RAG-Coding: Enhancing LLM Medical Coding with Structured External Knowledge

RAG-Coding：利用结构化外部知识增强大语言模型医学编码能力

Abstract: We present RAG-Coding, an agentic method for automated ICD-10-CM coding. RAG-Coding orchestrates four large language model (LLM) agents and grounds their coding decisions in external knowledge sources (e.g. the official coding tabular list and guidelines). By retrieving and cross-referencing relevant knowledge in these sources, the agents enhance coding accuracy and ensure clinical compliance.

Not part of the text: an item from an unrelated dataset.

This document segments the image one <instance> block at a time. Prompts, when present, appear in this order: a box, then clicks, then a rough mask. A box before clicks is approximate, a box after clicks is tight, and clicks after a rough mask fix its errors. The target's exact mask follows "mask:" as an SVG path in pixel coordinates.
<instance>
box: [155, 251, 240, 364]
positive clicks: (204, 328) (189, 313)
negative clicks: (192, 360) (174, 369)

摘要： 我们提出了 RAG-Coding，这是一种用于自动化 ICD-10-CM 编码的智能体方法。RAG-Coding 协调了四个大语言模型（LLM）智能体，并将其编码决策建立在外部知识源（如官方编码列表和指南）的基础上。通过检索并交叉引用这些来源中的相关知识，智能体能够提高编码准确性并确保临床合规性。

On the MDACE dataset, RAG-Coding outperforms the best LLM-based baseline by 8-13% in micro-F1 and 2-8% in macro-F1 across multiple LLM backbones. Compared to the state-of-the-art pretrained language model method, PLM-ICD, RAG-Coding exhibits higher micro recall (+11%), while PLM-ICD exhibits higher micro precision (+6%), yielding comparable micro- and macro-F1. Ablations show stepwise gains, highlighting the importance of incorporating external knowledge.

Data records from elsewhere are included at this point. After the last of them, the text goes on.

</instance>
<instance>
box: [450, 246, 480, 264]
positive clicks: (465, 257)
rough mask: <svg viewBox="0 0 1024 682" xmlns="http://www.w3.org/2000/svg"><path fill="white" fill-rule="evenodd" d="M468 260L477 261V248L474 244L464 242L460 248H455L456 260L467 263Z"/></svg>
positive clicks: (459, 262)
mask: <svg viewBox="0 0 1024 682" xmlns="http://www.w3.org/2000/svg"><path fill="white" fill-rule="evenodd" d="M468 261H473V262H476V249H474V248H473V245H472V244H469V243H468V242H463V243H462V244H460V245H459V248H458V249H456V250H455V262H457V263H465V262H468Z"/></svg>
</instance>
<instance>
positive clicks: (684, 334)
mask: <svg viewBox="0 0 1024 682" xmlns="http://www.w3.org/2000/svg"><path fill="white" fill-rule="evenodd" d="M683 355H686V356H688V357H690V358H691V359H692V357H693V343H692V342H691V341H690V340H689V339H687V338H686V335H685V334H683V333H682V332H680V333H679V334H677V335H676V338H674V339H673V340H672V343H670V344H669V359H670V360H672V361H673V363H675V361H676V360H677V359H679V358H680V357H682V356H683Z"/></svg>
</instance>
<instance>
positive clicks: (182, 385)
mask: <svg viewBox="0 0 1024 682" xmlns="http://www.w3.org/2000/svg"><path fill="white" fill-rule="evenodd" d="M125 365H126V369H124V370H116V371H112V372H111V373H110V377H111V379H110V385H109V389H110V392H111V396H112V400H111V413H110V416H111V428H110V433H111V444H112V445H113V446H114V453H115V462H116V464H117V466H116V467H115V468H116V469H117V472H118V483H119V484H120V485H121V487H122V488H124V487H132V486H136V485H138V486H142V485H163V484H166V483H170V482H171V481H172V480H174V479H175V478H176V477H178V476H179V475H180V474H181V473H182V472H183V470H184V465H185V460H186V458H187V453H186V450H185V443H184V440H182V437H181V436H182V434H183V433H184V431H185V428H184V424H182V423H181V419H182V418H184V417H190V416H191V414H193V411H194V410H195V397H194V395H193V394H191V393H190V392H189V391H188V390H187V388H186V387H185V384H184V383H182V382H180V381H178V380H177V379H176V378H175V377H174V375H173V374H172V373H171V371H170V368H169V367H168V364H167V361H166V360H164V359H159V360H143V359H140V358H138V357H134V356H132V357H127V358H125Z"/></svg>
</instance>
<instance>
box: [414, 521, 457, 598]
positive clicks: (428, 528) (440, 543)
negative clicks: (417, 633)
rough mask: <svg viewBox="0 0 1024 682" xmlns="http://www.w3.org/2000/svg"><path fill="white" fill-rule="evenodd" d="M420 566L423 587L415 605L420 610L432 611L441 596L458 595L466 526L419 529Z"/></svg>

在 MDACE 数据集上，RAG-Coding 在多种 LLM 主干模型上的表现均优于目前最佳的基于 LLM 的基准模型，其 micro-F1 提升了 8-13%，macro-F1 提升了 2-8%。与目前最先进的预训练语言模型方法 PLM-ICD 相比，RAG-Coding 表现出更高的 micro 召回率（+11%），而 PLM-ICD 则表现出更高的 micro 精确率（+6%），两者在 micro-F1 和 macro-F1 上表现相当。消融实验显示了逐步的性能提升，凸显了整合外部知识的重要性。

We also release MDACE-2025, updating the original dataset with expert re-annotations with the latest 2025 ICD-10-CM guidelines. This update features more fine-grained code labels and enables evaluation against current clinical standards.

我们还发布了 MDACE-2025，该版本利用最新的 2025 年 ICD-10-CM 指南对原始数据集进行了专家重新标注。此次更新提供了更细粒度的编码标签，并支持根据当前的临床标准进行评估。